Medications and driving

Many of us take prescription and over the counter medications and continue to drive safely. However, some medications can impair our driving.

In fact, around 1 in 4 prescription medications are known to have impairing impacts. It’s important to talk to your doctor or pharmacist about all the medications or drugs you are taking.

Types of impairing medications

Medicines most likely to impair our driving are those that:

  • Help us sleep
  • Relieve pain (with codeine or other opiates, like Nurofen Plus, vicodin, oxycodone, or morphine)
  • Reduce high blood pressure
  • Alleviate allergies, colds or motion sickness (including over-the-counter medicine containing antihistamines)
  • Reduce depression or anxiety
  • Act as stimulants
  • Reduce muscle spasms
  • Prevent seizures
  • Alter our vision.

Symptoms to look out for

There are several symptoms that may be caused by your medication(s).  You should watch out for any of the following impairing effects that your medication may be having, such as:

  • Sleepiness
  • Blurred vision
  • Headache
  • Feeling weak
  • Slowed reactions
  • Dizziness
  • Nausea, feeling sick
  • Unable to focus or pay attention
  • Being easily confused
  • Slurred speech
  • Feeling manic and overconfident (although you may not notice this yourself)

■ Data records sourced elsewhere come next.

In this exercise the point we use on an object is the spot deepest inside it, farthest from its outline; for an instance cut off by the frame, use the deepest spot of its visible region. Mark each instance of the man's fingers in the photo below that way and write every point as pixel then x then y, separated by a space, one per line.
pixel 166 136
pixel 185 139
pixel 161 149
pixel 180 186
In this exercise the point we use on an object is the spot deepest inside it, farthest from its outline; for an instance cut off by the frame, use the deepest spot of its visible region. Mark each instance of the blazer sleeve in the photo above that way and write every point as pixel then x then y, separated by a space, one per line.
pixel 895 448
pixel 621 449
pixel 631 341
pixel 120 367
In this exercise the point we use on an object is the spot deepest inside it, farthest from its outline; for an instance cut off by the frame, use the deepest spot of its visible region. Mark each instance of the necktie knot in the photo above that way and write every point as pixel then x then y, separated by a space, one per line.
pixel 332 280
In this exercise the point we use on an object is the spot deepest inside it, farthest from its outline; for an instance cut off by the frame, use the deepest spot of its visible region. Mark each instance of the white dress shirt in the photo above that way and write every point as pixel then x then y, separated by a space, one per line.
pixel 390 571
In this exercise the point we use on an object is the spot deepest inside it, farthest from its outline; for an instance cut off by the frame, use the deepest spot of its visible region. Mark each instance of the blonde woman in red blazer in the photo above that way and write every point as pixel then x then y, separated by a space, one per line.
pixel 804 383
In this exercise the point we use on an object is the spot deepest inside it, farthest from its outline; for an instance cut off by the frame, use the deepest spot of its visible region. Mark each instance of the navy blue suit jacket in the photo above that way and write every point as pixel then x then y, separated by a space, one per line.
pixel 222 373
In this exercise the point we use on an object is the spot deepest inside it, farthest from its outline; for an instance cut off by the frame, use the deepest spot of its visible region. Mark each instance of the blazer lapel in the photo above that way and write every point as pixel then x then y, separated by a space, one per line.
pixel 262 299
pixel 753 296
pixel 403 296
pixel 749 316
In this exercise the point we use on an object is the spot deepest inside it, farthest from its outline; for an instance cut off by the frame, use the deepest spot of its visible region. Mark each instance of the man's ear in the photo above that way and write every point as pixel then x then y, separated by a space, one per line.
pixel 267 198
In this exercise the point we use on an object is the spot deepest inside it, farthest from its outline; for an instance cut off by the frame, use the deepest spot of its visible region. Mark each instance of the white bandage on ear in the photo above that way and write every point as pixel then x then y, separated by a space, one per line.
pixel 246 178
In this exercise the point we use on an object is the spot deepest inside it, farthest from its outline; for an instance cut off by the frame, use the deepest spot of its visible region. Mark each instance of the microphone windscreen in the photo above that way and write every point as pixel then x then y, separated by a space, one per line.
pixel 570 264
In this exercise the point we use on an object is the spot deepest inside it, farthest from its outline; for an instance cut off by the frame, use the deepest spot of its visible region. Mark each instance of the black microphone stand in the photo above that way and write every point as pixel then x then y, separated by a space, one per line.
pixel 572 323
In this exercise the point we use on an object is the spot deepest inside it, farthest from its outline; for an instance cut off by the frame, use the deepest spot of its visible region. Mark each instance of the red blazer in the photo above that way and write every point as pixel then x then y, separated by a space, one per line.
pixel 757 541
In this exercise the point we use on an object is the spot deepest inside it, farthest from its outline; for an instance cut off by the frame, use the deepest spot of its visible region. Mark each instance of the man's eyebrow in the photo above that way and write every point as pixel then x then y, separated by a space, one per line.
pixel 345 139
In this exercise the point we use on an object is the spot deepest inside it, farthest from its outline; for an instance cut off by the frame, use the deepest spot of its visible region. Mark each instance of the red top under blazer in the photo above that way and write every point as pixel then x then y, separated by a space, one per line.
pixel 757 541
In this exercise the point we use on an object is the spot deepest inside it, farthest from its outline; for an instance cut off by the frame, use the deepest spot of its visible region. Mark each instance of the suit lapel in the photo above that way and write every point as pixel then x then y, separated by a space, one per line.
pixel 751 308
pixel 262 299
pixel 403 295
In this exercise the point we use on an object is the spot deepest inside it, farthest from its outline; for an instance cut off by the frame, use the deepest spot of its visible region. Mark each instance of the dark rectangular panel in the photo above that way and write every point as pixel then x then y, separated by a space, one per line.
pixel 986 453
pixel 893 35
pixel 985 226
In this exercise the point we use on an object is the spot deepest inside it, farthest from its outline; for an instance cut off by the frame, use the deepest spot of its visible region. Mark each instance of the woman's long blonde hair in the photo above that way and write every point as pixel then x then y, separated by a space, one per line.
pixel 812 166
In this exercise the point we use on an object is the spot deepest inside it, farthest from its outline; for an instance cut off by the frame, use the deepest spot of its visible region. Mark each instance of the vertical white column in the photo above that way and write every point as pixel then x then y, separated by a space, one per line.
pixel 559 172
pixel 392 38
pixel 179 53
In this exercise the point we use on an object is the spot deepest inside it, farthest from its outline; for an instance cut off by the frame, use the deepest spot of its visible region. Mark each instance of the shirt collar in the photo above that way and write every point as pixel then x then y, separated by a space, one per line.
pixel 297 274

These effects can be more severe or unpredictable when starting a new medicine or changing the way you take a familiar one. For example, a higher dose of blood pressure medicine can cause dizziness or fainting, so you may need to take extra care in the first few weeks. Also be extra wary if you took medicine at the wrong time, forgot to take it or took it more often than prescribed.

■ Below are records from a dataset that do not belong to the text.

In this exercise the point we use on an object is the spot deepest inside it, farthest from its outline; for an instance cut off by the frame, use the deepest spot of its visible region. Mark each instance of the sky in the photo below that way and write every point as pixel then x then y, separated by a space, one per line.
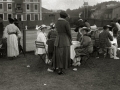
pixel 68 4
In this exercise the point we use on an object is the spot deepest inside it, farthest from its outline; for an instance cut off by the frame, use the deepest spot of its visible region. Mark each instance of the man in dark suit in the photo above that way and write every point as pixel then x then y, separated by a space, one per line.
pixel 105 38
pixel 62 43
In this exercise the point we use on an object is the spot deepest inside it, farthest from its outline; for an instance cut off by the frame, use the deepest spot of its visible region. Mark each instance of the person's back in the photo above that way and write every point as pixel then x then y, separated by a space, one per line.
pixel 104 38
pixel 1 29
pixel 64 33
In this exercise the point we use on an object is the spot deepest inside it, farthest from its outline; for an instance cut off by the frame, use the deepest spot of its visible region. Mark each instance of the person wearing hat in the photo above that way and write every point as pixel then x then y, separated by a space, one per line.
pixel 61 57
pixel 86 47
pixel 42 38
pixel 113 48
pixel 51 39
pixel 12 33
pixel 118 34
pixel 105 38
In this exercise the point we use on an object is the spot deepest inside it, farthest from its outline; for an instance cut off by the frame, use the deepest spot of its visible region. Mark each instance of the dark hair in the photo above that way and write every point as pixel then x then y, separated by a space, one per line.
pixel 11 20
pixel 85 29
pixel 105 27
pixel 85 20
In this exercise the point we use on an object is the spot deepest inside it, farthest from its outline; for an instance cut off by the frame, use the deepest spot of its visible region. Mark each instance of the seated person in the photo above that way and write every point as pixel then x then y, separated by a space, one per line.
pixel 85 48
pixel 105 38
pixel 51 39
pixel 113 48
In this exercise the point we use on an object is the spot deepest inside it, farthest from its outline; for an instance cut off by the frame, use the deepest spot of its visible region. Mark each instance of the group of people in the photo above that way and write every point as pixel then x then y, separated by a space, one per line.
pixel 103 40
pixel 59 39
pixel 11 39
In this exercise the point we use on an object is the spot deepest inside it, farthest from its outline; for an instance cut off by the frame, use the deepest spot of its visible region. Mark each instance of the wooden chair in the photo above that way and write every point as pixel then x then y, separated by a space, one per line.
pixel 41 45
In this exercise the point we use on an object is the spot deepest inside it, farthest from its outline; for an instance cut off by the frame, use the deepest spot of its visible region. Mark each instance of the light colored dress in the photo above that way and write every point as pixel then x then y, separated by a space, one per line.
pixel 41 38
pixel 12 33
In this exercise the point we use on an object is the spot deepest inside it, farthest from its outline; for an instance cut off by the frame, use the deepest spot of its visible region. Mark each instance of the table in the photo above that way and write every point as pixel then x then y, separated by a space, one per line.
pixel 72 49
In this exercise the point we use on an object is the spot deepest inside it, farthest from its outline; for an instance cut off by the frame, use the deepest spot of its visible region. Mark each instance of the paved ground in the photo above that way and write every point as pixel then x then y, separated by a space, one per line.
pixel 31 36
pixel 104 74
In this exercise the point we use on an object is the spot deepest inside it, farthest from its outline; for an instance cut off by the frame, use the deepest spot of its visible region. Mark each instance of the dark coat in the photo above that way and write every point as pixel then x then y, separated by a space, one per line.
pixel 1 29
pixel 104 38
pixel 64 37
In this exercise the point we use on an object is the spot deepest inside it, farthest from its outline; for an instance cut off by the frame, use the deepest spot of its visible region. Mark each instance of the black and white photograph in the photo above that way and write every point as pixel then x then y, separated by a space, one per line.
pixel 59 44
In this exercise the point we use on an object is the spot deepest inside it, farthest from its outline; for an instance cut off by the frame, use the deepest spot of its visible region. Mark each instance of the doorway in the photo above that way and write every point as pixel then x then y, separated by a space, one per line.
pixel 19 17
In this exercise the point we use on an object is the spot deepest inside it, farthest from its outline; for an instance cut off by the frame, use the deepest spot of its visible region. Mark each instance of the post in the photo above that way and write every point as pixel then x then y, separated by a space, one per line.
pixel 24 40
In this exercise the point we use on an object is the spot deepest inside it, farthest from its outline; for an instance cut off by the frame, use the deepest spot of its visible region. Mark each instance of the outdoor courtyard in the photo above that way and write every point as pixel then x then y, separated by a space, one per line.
pixel 102 74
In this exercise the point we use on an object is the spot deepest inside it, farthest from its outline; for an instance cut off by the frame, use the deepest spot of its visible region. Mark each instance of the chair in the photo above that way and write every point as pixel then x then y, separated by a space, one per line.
pixel 41 45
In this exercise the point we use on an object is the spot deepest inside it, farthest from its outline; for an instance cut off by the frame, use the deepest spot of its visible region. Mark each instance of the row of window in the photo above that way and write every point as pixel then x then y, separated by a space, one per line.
pixel 28 7
pixel 24 0
pixel 20 17
pixel 31 1
pixel 9 7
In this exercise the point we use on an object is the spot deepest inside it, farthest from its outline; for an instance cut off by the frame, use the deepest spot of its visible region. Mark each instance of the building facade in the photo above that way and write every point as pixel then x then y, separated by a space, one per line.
pixel 116 13
pixel 23 10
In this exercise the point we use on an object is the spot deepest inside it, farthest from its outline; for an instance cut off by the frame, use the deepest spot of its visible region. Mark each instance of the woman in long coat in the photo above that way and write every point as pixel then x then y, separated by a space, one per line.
pixel 61 58
pixel 12 33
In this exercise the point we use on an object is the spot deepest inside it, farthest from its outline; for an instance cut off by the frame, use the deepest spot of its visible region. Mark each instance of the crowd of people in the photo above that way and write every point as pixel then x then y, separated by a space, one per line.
pixel 58 41
pixel 92 39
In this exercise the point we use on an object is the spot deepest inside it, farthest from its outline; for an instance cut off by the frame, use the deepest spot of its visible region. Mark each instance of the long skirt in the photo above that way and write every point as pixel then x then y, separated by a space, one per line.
pixel 83 51
pixel 118 38
pixel 12 45
pixel 61 57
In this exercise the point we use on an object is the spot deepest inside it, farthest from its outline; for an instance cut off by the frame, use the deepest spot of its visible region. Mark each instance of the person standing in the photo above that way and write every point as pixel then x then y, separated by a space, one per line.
pixel 12 33
pixel 105 38
pixel 118 34
pixel 61 58
pixel 87 24
pixel 51 39
pixel 42 38
pixel 1 28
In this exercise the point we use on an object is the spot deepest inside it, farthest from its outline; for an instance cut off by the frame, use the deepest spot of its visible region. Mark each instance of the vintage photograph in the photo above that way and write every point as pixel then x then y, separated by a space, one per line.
pixel 59 44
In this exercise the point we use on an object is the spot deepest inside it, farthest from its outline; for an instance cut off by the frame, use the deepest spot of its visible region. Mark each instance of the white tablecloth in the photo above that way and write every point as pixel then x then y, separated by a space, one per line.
pixel 72 48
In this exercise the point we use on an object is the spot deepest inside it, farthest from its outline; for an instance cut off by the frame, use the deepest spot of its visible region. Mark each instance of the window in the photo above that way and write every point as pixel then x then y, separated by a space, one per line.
pixel 9 15
pixel 35 0
pixel 28 6
pixel 28 17
pixel 9 0
pixel 36 6
pixel 1 6
pixel 9 6
pixel 36 16
pixel 1 16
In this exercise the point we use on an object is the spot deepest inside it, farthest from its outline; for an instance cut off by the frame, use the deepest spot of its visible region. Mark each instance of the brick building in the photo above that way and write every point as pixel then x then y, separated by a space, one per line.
pixel 23 10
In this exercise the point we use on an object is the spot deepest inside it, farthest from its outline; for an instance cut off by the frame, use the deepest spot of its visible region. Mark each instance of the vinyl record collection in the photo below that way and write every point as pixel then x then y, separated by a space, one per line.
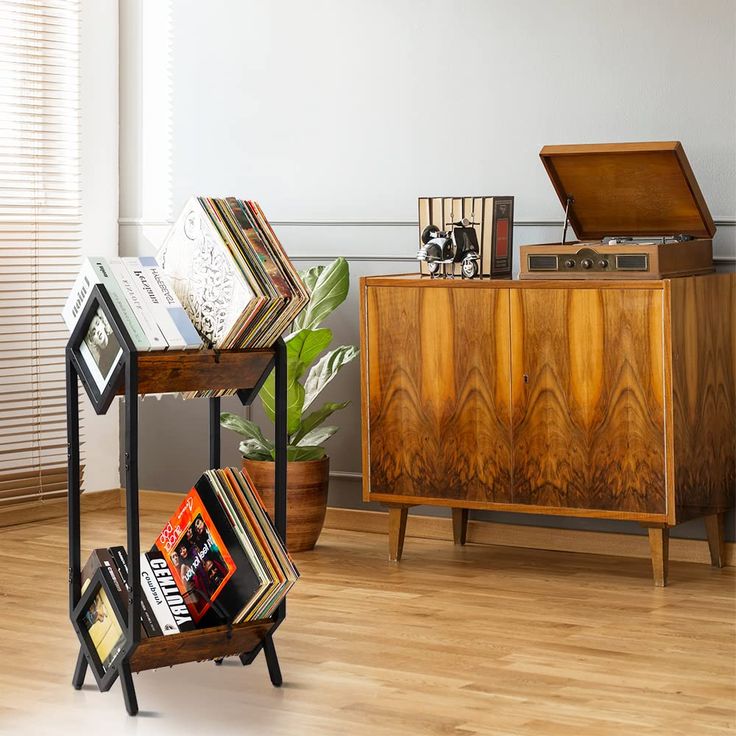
pixel 218 560
pixel 221 279
pixel 230 272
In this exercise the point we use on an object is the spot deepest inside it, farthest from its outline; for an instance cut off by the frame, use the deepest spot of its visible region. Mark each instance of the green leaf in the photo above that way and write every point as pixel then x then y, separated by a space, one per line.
pixel 317 436
pixel 309 278
pixel 324 370
pixel 294 400
pixel 304 453
pixel 250 430
pixel 303 346
pixel 330 290
pixel 315 418
pixel 253 450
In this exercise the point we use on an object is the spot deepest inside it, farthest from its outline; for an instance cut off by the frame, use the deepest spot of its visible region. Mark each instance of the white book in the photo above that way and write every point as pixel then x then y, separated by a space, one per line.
pixel 156 598
pixel 204 275
pixel 97 271
pixel 170 317
pixel 130 288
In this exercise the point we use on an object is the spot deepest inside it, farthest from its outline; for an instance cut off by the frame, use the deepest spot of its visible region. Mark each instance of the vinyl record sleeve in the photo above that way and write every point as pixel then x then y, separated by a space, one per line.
pixel 200 530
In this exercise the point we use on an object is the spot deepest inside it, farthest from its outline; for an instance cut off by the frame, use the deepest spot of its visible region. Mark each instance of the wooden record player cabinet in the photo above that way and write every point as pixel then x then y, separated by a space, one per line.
pixel 599 399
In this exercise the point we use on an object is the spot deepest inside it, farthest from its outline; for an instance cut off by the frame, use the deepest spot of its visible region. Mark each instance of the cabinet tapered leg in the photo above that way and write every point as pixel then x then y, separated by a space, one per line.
pixel 714 529
pixel 396 531
pixel 80 670
pixel 659 542
pixel 459 525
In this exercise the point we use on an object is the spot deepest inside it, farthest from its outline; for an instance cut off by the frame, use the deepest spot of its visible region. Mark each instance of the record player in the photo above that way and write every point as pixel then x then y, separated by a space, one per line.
pixel 637 209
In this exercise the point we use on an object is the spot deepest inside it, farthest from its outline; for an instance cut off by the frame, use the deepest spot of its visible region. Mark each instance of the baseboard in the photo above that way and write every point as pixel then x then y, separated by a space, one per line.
pixel 155 501
pixel 517 535
pixel 426 527
pixel 25 513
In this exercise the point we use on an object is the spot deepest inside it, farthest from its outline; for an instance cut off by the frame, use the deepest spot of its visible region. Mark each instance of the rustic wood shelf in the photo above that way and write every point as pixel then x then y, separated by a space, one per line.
pixel 243 371
pixel 195 370
pixel 214 642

Having an open conversation with your doctor

It’s important to talk honestly with your doctor about your medication so they can help you stay safe on the road. Your doctor should be able to provide you with detailed and confidential advice on whether your current medications are likely to be impairing your ability to drive safely. 

Medication & Driving checklist to complete with doctor

Tips to stay safe

Don’t suddenly stop or change the way you take your medications without seeking professional advice. Your doctor has prescribed this medicine and dosage to manage your medical condition and changes may create serious health problems.

If you are feeling impaired it’s best to temporarily stop driving until you can get advice from a doctor or pharmacist. Your doctor or pharmacist may be able to change your medication or dose so you are able to drive again.

  1. Always take your medication according to the instructions
  2. Don’t stop taking the medication because you want to be okay to drive
  3. Keep a close eye on how you’re feeling after you first start taking a new medication and talk to your doctor or pharmacist if you are concerned
  4. Check whether you can drink any alcohol when taking your medication
  5. Don’t keep driving if you feel impaired. Stop the car and call someone to pick you up – or take a bus or taxi.